LifeSafer ignition interlockIgnition interlocks save lives.

More to the point, quick access to ignition interlocks save lives. And Georgia legislators know that.  This July a law went into effect that lets DUI offenders who have a suspended license drive – provided they do two things:

  • Install an ignition interlock, a device which prevents a vehicle from starting if the driver has been drinking, and
  • Waive their right to an administrative hearing

The new law accomplishes a few goals. First and foremost, it makes the roads of Georgia safer by placing an ignition interlock in the vehicle of a DUI offender, guaranteeing that he or she will not drive that vehicle while impaired. It also speeds up the process for the offender, and frees up court time for other cases.

Of course, waiving an administrative hearing means the offender will not be able to challenge the suspension.

Who Gets a DUI Suspension Waiver in Georgia?

Not everyone with a license suspended for DUI is eligible for the waiver.
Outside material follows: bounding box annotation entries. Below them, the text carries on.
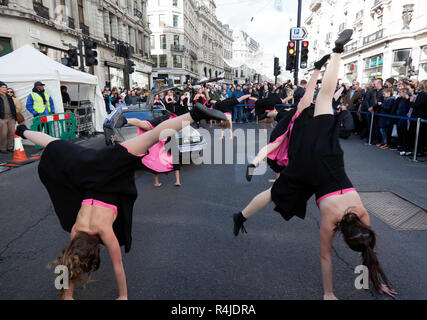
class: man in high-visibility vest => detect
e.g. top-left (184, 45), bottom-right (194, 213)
top-left (26, 81), bottom-right (55, 134)
top-left (27, 81), bottom-right (55, 117)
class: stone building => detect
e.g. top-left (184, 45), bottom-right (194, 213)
top-left (305, 0), bottom-right (427, 84)
top-left (0, 0), bottom-right (152, 89)
top-left (148, 0), bottom-right (233, 84)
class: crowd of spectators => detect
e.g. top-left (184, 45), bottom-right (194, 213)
top-left (103, 78), bottom-right (427, 157)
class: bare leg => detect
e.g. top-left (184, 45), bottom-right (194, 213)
top-left (268, 173), bottom-right (280, 183)
top-left (24, 130), bottom-right (59, 147)
top-left (226, 114), bottom-right (233, 140)
top-left (242, 188), bottom-right (271, 219)
top-left (175, 170), bottom-right (181, 187)
top-left (127, 118), bottom-right (151, 131)
top-left (252, 140), bottom-right (283, 167)
top-left (154, 173), bottom-right (162, 188)
top-left (123, 113), bottom-right (194, 155)
top-left (314, 53), bottom-right (341, 117)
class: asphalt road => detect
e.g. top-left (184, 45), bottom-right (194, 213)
top-left (0, 125), bottom-right (427, 300)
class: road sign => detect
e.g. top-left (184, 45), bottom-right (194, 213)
top-left (291, 27), bottom-right (307, 41)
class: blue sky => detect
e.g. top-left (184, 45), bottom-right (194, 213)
top-left (215, 0), bottom-right (311, 59)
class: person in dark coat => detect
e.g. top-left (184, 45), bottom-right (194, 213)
top-left (0, 81), bottom-right (18, 153)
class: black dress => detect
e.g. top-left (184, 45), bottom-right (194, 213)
top-left (271, 114), bottom-right (353, 220)
top-left (38, 140), bottom-right (143, 252)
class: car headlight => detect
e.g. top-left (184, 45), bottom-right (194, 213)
top-left (191, 137), bottom-right (200, 143)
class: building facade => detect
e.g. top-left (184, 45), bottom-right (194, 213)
top-left (0, 0), bottom-right (152, 89)
top-left (232, 29), bottom-right (264, 83)
top-left (148, 0), bottom-right (233, 84)
top-left (304, 0), bottom-right (427, 84)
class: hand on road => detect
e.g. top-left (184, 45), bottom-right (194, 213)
top-left (380, 284), bottom-right (397, 298)
top-left (323, 293), bottom-right (338, 300)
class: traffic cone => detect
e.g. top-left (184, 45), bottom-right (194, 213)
top-left (6, 134), bottom-right (40, 167)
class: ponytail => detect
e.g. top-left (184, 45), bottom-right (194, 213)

Certain conditions must be met.

  • There must not have been any fatality or serious injury as a result of the DUI
  • The person must be licensed in Georgia and have no other suspensions, cancellations, or revocations against his or her license
  • A commercial driver’s license (CDL) holder must downgrade to a non-commercial license in order to obtain the ignition interlock permit
  • There must be no prior DUI convictions in the previous 5 years

There are other provisions that any Georgia DUI offender should read about here.

Not all legislators are convinced that the DUI suspension waiver measure is a good one, and the waiver process might be revisited after a year. The crucial test will be if the law is properly enforced. If the state ensures that offenders who take the waiver option install the ignition interlock, and ensure that those that skip the waiver do not drive while suspended, then alcohol-related collisions and fatality rates will fall in Georgia.

The law is in place – it all comes down to enforcement. With the right commitment, Georgia could see safer roads in the months and years to come, thanks to its adoption of proven anti-drunk-driving technology.